Located in Ashdod, a coastal city 22 miles south of Tel Aviv, the incubator focuses on pre-seed rounds, investing as much as $750,000 in a startup. Ventures get access to government R&D grants as well as the potential to collaborate with Strauss Group and its partners, including PepsiCo, Danone and Mitsui.

Foodtech is an emerging category that has seen venture and PE investment soar to $7.5 billion last year from $496 million in 2013, according to data from PitchBook.

The industry in May got a boost from Wall Street, when plant-based-meat maker Beyond Meat raised $240 million from an IPO. The company’s shares nearly tripled on the first day of trading.

Innovation in the sector is being driven by a global push for sustainable growth amid climate change and consumers’ evolving preferences for healthier diets.

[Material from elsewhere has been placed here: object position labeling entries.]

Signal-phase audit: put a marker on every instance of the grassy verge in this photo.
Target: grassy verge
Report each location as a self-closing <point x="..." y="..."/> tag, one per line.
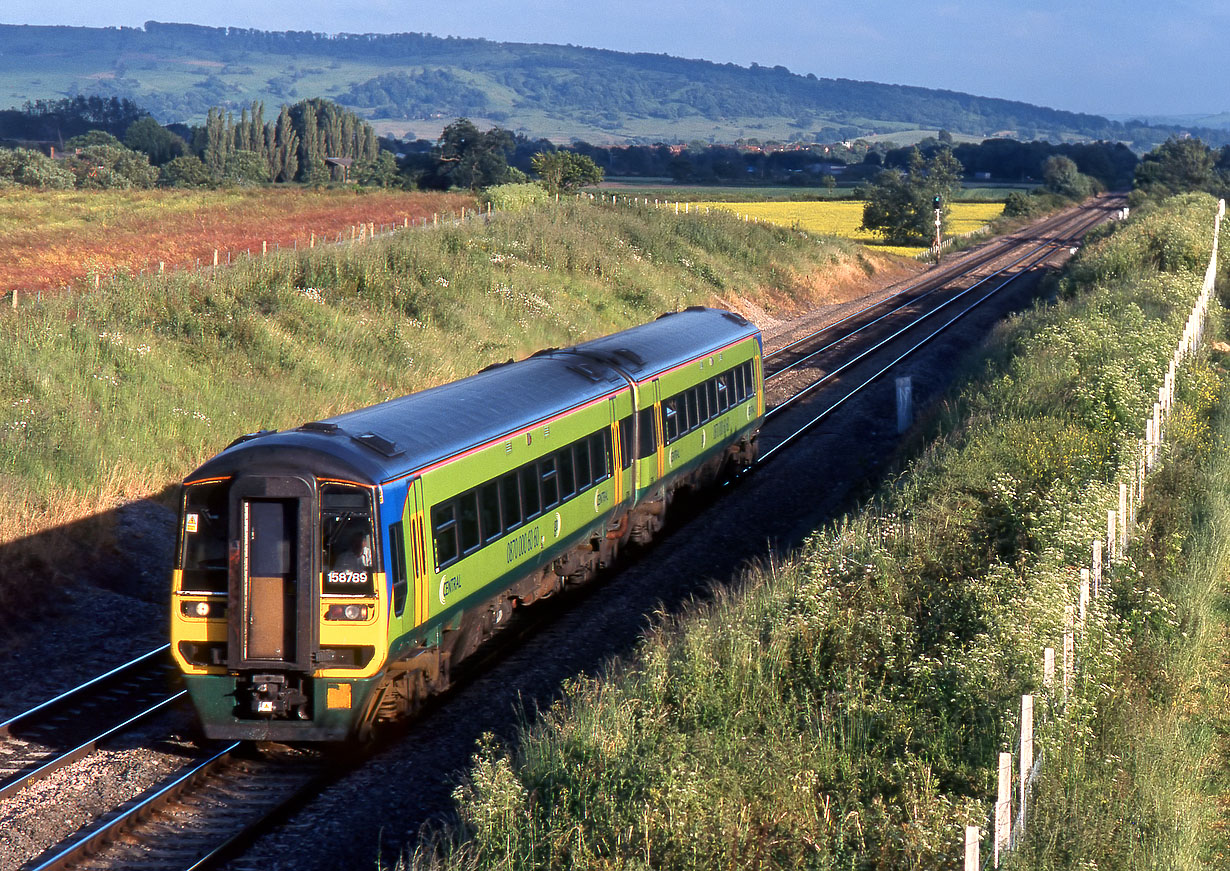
<point x="113" y="395"/>
<point x="1139" y="778"/>
<point x="845" y="709"/>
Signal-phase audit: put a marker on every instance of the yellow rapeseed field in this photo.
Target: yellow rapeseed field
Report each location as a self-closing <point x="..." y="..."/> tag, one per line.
<point x="841" y="218"/>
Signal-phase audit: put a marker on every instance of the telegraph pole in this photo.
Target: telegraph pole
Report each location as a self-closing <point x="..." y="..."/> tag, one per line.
<point x="939" y="207"/>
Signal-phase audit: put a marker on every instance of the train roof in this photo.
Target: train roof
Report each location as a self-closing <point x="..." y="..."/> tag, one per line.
<point x="399" y="437"/>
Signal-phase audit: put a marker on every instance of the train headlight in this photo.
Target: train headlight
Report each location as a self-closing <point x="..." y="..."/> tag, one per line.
<point x="351" y="612"/>
<point x="204" y="610"/>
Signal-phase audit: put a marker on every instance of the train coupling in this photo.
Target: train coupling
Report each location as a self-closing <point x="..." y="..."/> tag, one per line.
<point x="274" y="695"/>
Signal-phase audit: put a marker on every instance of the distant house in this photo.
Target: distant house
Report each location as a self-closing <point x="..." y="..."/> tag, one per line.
<point x="46" y="147"/>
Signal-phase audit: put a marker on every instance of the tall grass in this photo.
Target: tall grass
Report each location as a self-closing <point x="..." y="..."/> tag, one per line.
<point x="845" y="709"/>
<point x="1138" y="778"/>
<point x="115" y="395"/>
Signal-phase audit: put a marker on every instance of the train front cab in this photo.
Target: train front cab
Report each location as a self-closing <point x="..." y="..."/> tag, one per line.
<point x="277" y="619"/>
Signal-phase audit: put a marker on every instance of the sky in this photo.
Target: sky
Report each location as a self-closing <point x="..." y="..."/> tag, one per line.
<point x="1105" y="57"/>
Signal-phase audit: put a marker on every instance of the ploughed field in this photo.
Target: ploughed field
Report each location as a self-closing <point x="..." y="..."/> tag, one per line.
<point x="55" y="239"/>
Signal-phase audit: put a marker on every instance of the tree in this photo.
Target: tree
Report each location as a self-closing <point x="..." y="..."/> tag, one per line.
<point x="379" y="172"/>
<point x="283" y="150"/>
<point x="1062" y="176"/>
<point x="33" y="169"/>
<point x="246" y="167"/>
<point x="1176" y="166"/>
<point x="92" y="138"/>
<point x="185" y="171"/>
<point x="158" y="143"/>
<point x="110" y="166"/>
<point x="900" y="207"/>
<point x="565" y="171"/>
<point x="470" y="159"/>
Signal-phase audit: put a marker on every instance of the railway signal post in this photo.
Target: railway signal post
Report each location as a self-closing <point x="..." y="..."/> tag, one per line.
<point x="939" y="207"/>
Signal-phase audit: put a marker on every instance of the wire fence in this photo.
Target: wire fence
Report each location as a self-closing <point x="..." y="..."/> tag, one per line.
<point x="1005" y="829"/>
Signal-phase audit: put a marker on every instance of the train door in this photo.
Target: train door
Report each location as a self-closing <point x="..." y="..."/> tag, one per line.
<point x="616" y="458"/>
<point x="417" y="551"/>
<point x="272" y="541"/>
<point x="659" y="436"/>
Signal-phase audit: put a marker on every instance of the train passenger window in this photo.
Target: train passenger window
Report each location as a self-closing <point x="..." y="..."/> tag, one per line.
<point x="444" y="534"/>
<point x="529" y="491"/>
<point x="488" y="512"/>
<point x="670" y="418"/>
<point x="647" y="441"/>
<point x="511" y="501"/>
<point x="400" y="580"/>
<point x="204" y="535"/>
<point x="468" y="521"/>
<point x="581" y="461"/>
<point x="347" y="540"/>
<point x="563" y="471"/>
<point x="550" y="482"/>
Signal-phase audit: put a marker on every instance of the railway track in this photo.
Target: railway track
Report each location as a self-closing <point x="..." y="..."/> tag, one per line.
<point x="892" y="330"/>
<point x="210" y="807"/>
<point x="1001" y="255"/>
<point x="194" y="817"/>
<point x="73" y="725"/>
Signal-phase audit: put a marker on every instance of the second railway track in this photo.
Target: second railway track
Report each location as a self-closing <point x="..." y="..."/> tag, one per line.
<point x="190" y="819"/>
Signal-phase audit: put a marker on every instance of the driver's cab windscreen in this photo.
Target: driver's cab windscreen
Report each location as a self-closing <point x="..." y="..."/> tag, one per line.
<point x="349" y="551"/>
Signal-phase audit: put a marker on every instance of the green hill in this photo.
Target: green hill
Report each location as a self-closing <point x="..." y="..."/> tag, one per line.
<point x="413" y="84"/>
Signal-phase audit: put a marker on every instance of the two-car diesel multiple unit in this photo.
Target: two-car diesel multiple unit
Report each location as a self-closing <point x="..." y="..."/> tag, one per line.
<point x="329" y="577"/>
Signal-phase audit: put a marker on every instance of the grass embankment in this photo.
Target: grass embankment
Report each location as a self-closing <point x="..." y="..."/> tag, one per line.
<point x="845" y="709"/>
<point x="113" y="395"/>
<point x="55" y="239"/>
<point x="1142" y="776"/>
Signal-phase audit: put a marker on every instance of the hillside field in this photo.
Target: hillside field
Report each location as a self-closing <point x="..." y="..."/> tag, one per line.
<point x="53" y="239"/>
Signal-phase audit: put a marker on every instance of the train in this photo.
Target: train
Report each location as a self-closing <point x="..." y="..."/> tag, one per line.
<point x="331" y="577"/>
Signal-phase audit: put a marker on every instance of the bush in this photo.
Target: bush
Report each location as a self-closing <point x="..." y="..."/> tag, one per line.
<point x="186" y="171"/>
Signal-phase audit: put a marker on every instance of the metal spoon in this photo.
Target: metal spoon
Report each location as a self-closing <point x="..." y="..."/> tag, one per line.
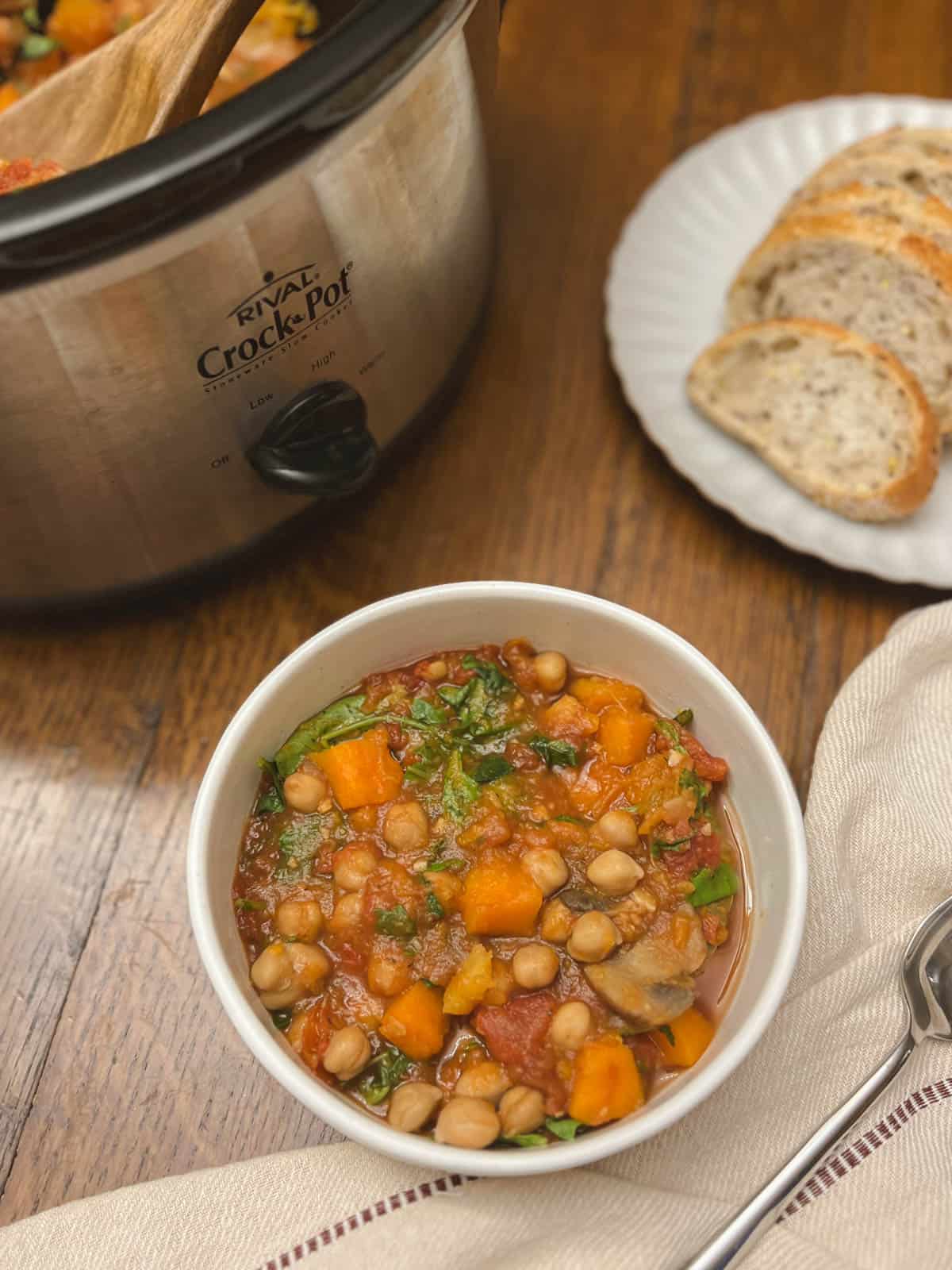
<point x="927" y="984"/>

Five years ago, the foodtech concept didn’t exist in the local investment community. But digitalization has created an opportunity to streamline the food-supply chain, which traditionally is low-tech and complex.

“Back then, when we talked about foodtech, people asked, ‘What are you talking about?’’’ Zaidman said. Government innovation officials who considered the Kitchen’s pitch for an incubator franchise “really didn’t understand exactly what we were talking about, but they found it very interesting.”

They get it now. Last year, Israel’s government put out a tender for a second foodtech incubator, for northern Israel.

Local investors like Zaidman say Israel’s know-how in agritech, AI and big data give ventures in the Jewish State an advantage. Alternative-protein innovation is also driven by Israel’s embrace of veganism.

Some 250 startups were established in the country from 2011 through Q1 2018, and foodtech ventures raised $845 million from 2008 through first-quarter 2018, according to the research firm Israel Venture Center.

To be sure, the capital-raising figures are modest compared with Israel’s leading technology investment areas, like cybersecurity and fintech. Investing in foodtech is a stretch for venture investors who are accustomed to enterprise software, Zaidman said.

“This is a very-early-stage sector,’’ he said. “Foodtech is further away than the regular investments that VCs are used to. So it takes more time for them to adopt this sector.”

Zaidman says the Kitchen is looking to expand its portfolio in companies focused on reducing food waste, smart packaging for food to extend shelf life, and substitutes for sugar and salts.

“Israeli entrepreneurs want to change the world and do something significant,’’ Zaidman said. “Our mission is better food, better industry, better world. And we live by that.”